Thursday, June 20, 2013
William Funk (Lewis & Clark Law School) has posted Deadly Drones, Due Process, and the Fourth Amendment (William & Mary Bill of Rights, Vol. 22) on SSRN. Here is the abstract:
The use of drones to target individuals, especially American citizens, outside of the immediate zone of hostilities has been severely questioned in the media with assertions that it constitutes the executive acting as the prosecutor, the judge, the jury and the executioner without any of the protections afforded by constitutional law. A leaked “white paper” from the administration is the only unclassified legal justification for this practice. The “white paper” raises a number of legal issues. Among these are whether the President has the authority to order such killings, whether various criminal statutes or the executive order banning assassination would prohibit such operations, and whether the operations would violate international law.

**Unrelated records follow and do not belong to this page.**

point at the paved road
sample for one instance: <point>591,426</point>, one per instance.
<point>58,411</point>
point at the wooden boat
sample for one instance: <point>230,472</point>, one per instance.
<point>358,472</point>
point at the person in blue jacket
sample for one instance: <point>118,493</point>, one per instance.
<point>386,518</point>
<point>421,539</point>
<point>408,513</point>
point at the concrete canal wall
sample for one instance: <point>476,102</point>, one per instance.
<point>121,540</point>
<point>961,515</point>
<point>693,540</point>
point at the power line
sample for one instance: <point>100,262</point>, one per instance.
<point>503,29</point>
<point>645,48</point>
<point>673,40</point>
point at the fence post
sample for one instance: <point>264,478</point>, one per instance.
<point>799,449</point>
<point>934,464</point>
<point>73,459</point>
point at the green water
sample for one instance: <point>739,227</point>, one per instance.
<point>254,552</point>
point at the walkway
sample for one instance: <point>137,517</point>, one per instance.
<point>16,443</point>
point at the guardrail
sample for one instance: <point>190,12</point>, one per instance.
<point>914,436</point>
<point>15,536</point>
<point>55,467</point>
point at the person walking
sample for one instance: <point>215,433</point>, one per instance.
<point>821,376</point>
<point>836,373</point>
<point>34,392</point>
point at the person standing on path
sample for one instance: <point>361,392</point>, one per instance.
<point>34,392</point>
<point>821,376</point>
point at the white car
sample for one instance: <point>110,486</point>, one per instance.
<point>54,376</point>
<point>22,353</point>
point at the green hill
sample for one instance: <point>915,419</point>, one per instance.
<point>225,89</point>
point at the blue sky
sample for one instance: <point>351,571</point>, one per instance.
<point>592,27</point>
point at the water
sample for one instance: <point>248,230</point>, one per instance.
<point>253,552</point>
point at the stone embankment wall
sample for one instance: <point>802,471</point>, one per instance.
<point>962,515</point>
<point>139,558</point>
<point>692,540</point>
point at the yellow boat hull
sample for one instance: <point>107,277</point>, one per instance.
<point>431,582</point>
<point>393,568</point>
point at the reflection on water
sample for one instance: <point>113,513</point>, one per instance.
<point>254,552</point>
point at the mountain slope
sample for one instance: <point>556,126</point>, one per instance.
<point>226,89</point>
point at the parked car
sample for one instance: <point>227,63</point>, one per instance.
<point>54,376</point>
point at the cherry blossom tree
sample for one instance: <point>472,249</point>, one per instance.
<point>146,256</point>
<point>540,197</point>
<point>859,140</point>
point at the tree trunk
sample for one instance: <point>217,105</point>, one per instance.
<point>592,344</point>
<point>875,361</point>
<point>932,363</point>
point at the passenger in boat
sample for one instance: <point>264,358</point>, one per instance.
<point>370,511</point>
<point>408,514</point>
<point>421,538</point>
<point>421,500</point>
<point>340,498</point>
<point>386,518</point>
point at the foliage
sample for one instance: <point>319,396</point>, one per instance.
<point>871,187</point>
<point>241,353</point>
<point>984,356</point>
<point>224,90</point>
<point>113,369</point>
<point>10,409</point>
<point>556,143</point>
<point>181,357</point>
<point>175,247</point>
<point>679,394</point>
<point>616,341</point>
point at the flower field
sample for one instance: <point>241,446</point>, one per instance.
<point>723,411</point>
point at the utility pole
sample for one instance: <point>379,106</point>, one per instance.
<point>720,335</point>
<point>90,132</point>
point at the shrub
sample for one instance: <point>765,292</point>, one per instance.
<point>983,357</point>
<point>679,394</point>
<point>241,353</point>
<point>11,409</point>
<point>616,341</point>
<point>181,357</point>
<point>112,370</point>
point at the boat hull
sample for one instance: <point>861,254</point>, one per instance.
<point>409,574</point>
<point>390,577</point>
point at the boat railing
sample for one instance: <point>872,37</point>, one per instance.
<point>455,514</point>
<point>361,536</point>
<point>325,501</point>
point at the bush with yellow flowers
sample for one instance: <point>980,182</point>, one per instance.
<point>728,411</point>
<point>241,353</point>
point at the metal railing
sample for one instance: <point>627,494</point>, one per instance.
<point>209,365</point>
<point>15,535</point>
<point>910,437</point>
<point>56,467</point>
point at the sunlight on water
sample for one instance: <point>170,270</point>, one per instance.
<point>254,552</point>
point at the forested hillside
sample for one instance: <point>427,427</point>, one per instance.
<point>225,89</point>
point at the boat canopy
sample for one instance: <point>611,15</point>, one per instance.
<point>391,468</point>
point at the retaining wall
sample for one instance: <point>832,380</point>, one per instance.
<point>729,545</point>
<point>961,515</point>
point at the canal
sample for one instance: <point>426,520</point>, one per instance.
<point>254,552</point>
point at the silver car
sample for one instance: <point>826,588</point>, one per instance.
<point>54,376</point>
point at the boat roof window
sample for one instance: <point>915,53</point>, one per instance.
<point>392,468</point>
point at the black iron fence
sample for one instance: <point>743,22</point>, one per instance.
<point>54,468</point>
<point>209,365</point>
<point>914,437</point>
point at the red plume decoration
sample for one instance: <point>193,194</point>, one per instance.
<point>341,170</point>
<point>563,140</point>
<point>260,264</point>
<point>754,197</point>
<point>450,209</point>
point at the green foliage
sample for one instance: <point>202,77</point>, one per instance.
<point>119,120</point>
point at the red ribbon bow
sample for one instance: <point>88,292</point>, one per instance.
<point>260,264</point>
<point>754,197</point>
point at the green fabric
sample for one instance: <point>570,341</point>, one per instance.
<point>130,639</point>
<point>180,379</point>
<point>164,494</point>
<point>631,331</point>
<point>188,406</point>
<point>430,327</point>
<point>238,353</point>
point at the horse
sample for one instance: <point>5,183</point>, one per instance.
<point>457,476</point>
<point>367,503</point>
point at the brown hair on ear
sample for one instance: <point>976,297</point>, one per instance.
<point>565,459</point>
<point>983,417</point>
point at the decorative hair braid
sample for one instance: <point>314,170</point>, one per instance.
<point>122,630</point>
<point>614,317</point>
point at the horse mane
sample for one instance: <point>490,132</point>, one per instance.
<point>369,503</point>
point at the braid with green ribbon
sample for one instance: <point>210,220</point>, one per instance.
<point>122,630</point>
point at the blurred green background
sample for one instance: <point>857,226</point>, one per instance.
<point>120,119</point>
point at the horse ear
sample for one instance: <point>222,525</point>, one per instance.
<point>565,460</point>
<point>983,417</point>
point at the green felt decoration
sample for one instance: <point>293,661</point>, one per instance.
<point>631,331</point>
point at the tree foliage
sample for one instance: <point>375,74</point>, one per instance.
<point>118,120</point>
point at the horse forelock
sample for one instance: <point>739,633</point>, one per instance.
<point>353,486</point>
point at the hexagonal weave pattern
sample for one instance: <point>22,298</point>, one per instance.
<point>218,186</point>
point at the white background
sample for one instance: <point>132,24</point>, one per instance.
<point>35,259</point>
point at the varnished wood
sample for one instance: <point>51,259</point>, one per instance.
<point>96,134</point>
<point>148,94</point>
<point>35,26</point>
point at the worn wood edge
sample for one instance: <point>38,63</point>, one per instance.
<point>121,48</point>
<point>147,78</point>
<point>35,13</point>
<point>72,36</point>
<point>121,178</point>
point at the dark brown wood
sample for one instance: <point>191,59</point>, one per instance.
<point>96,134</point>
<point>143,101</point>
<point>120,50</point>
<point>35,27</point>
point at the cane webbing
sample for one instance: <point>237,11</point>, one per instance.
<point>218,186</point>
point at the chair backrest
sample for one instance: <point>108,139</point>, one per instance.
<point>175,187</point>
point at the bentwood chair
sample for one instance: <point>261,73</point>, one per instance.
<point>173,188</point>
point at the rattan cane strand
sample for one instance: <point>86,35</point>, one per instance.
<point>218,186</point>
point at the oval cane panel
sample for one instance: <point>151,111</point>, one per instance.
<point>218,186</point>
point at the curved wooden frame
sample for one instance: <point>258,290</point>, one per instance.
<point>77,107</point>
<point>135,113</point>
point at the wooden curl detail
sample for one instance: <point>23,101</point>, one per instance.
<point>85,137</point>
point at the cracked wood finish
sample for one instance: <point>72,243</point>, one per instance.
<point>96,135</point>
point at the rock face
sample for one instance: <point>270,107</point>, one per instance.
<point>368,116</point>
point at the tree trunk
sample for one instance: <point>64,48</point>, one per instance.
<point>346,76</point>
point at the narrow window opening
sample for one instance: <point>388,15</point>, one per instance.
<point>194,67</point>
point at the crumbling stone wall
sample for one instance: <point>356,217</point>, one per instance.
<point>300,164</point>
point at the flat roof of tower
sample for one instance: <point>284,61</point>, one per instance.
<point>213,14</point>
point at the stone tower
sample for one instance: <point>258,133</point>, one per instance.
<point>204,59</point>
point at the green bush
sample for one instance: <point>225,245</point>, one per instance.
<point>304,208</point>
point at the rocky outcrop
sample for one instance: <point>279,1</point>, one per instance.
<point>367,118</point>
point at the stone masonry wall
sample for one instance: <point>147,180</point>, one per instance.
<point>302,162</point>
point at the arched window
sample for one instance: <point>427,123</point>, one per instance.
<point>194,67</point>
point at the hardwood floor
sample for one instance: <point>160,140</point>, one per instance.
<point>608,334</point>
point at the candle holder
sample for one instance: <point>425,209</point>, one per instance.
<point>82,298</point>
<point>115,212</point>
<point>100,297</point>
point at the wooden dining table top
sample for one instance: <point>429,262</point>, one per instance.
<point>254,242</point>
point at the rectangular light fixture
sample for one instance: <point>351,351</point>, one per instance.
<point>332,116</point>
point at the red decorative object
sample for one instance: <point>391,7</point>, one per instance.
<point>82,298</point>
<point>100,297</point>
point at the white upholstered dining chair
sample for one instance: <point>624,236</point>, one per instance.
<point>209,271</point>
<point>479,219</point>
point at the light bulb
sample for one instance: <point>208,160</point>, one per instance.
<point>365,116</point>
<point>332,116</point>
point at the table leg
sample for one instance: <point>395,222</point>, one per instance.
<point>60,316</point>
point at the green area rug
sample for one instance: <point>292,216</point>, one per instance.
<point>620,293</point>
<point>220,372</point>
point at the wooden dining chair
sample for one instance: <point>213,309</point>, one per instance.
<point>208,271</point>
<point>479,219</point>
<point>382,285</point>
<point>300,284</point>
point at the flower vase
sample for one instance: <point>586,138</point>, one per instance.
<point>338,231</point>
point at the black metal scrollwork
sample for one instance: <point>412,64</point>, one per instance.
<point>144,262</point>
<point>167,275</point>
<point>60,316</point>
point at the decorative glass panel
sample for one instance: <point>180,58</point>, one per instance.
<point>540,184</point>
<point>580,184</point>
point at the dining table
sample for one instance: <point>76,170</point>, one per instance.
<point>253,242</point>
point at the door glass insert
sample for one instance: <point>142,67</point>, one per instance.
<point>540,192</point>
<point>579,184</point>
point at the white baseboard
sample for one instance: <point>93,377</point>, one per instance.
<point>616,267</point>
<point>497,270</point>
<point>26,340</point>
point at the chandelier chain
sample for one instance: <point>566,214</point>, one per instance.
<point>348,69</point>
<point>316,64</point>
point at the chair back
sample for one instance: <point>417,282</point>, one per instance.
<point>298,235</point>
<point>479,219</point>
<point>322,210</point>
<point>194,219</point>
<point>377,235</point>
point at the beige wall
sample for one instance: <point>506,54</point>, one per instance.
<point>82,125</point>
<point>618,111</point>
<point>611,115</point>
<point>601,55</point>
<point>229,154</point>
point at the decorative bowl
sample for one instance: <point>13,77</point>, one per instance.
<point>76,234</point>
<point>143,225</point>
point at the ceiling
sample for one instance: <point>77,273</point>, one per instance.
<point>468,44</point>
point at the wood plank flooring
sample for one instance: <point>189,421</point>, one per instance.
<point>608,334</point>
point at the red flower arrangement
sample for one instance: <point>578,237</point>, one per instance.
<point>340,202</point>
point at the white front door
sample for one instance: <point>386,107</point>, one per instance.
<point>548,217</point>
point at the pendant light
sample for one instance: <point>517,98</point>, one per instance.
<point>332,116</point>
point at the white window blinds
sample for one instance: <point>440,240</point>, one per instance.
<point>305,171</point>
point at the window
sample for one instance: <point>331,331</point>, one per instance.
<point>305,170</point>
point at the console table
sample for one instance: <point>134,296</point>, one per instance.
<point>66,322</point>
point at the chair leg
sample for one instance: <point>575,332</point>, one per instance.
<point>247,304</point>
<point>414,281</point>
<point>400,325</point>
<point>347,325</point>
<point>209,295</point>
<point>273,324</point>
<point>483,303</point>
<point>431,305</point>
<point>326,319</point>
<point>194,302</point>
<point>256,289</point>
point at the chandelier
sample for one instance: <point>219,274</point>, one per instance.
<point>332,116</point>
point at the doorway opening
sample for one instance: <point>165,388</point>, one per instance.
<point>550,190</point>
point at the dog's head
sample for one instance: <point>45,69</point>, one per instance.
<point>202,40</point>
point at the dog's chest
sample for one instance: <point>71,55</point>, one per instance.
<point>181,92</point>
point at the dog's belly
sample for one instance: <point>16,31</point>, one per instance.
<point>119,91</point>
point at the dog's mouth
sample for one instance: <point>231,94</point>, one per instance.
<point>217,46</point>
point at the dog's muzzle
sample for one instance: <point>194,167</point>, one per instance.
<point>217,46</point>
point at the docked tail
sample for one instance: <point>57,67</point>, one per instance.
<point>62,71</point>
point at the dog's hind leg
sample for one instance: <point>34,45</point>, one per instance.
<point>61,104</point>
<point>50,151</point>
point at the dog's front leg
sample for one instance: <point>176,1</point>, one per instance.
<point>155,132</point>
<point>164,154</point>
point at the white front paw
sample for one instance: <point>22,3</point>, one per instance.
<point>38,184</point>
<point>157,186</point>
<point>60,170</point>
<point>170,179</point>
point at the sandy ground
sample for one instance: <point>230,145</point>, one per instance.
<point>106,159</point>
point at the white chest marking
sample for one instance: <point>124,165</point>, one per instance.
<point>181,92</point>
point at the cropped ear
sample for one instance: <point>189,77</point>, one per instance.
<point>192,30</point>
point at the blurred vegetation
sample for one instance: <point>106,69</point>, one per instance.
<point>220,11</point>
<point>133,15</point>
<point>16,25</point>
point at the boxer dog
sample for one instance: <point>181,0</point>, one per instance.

This article, however, only addresses the questions: whether, and if so how, the Due Process Clause of the Fifth Amendment and the Fourth Amendment would constrain these operations.
The article begins by describing the operations in question and the procedures the administration has put in place to authorize them and relates the arguments contained in the “white paper” regarding the requirements of due process and the Fourth Amendment. The article then critically assesses those arguments and raises some additional ones. In short, the article concludes that it is doubtful that the Due Process Clause is the appropriate constitutional provision applicable to drone strikes, although, if it is applicable, the current procedure, at least as outlined in the “white paper,” is constitutionally doubtful. Rather, the article asserts that it is the Fourth Amendment that is the appropriate lens under which to view drone strikes, and here the administration’s justifications have greater strength but still lack a vital element to ensure the reliability of the determinations it makes. The article suggests that extension of the Foreign Intelligence Surveillance Court’s jurisdiction to drone strikes would satisfy any Due Process or Fourth Amendment concerns, and the use of that court would neither impede the effectiveness of the drone program nor raise other constitutional concerns.